Sebastian sagte: »O wenn du einst mit fremden abgebettelten Sitten wiederkämst, alles besser wüßtest und dir das Herz nicht mehr so warm schlüge, wenn du dann mit kaltem Blute nach Dürers Grabstein hinsehn könntest und du höchstens über die Arbeit und Inschrift sprächest – o so möcht ich dich gar nicht wiedersehn, dich gar nicht für meinen Bruder erkennen.«

»Sebastian! bin ich denn so?« rief Franz heftig aus; »ich kenne ja dich, ich liebe ja dich und mein Vaterland, und die Stube worin unser Meister wohnt, und die Natur und Gott. Immer werd ich daran hangen, immer, immer!
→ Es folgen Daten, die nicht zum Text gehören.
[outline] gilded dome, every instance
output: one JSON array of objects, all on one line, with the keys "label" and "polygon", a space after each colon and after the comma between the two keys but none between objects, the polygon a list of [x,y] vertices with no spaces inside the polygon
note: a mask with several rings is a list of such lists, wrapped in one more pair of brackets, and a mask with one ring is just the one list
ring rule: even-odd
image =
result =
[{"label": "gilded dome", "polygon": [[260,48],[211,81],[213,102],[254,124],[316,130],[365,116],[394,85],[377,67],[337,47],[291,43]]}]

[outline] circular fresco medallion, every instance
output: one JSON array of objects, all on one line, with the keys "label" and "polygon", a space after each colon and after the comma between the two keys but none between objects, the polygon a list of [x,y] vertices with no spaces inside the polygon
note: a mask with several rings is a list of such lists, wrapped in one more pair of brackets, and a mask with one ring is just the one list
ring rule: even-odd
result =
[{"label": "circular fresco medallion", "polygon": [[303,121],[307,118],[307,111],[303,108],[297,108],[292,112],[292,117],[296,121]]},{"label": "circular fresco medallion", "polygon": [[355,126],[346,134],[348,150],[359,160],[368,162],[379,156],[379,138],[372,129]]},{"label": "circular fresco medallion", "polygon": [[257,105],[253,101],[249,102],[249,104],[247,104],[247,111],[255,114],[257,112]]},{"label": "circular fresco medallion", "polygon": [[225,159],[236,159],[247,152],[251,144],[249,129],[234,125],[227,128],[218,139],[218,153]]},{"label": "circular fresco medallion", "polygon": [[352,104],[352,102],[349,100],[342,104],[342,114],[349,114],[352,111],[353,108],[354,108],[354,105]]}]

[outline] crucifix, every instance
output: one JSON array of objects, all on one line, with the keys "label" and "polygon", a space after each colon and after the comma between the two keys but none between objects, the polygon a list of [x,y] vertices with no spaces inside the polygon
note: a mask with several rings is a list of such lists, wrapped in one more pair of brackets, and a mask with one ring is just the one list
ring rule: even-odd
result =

Sieh, hier, an diesem alten Eichenbaum versprech ich es dir, hier hast du meine Hand darauf.«

Sie umarmten sich und gingen stumm auseinander, nach einer Weile stand Franz still, dann lief er dem Sebastian nach und umarmte ihn wieder. »Ach, Bruder«, sagte er, »und wenn Dürer den Ecce homo fertig hat, so schreibe mir doch recht umständlich wie der geworden ist und glaube ja an die Göttlichkeit der Bibel, ich weiß, daß du manchmal übel davon dachtest.«

»Ich will es tun«, sagte Sebastian und sie trennten sich wieder, aber nun kehrte keiner um, oft wandten sie das Gesicht, ein Wald trat zwischen beide.

Zweites Kapitel

Als Sebastian nach der Stadt zurückkehrte und Franz sich nun allein sah, ließ er seinen Tränen ihren Lauf. »Lebe wohl, tausendmal wohl«, sagte er immer still vor sich hin, »wenn ich dich nur erst wiedersähe!«

Die Arbeiter auf den Feldern waren nun in Bewegung, alles war tätig und rührte sich; Bauern fuhren ihm vorüber, in den Dörfern war Getümmel, hochbeladene Wagen mit Heu wurden in die Scheuren gefahren, Knechte und Mägde sangen und schäkerten laut. »Wie viele Menschen sind mir heute schon begegnet«, dachte Franz bei sich, »und unter allen diesen weiß vielleicht kein einziger von dem großen Albrecht Dürer, der mit seinen Werken meinen ganzen Kopf einnimmt, den zu erreichen mein einziges Trachten ist! Sie wissen vielleicht kaum, daß es eine Malerei gibt und doch fühlen sie sich nicht unglücklich. Ich kann es nicht einsehn, wie man so fortleben könnte, so einsam und verlassen: und doch treibt jeder emsig sein Geschäft, und es ist gut, daß es so ist und so sein muß.«

Die Sonne war indes hoch gestiegen und brannte heiß herunter, die Schatten der Bäume wurden kurz, die Arbeiter gingen zum Mittagsessen nach ihren Häusern. Franz dachte daran, wie sich nun Sebastian dem Albrecht Dürer gegenüber zu Tische setze und wie man von ihm sprechen würde. Er beschloß, auch im nächsten Gehölze still zu liegen, und seinen mitgenommenen Vorrat zu genießen. Wie erquickend war der kühle Duft, der ihm aus den grünen Blättern entgegenwehte, als er in das Wäldchen eintrat! Alles war still, und nur das Rauschen der Bäume schallte und säuselte in abwechselnden Gängen über ihm weg durch die liebliche Einsamkeit, in dem Getöne und Murmeln eines Baches, der entfernt durch das Gehölz hinfloß. Franz setzte sich auf den weichen Rasen und zog seine Schreibtafel heraus, um den Tag seiner Auswanderung anzumerken, dann holte er frischen Atem, und ihm war leicht und wohl; er war jetzt über die Abwesenheit seines Freundes getröstet, er fand alles gut, so wie es war. Er breitete seine Tafel aus, und aß mit Wohlbehagen von seinem mitgenommenen Vorrate, er fühlte jetzt nur die schöne Gegenwart, die ihn umgab.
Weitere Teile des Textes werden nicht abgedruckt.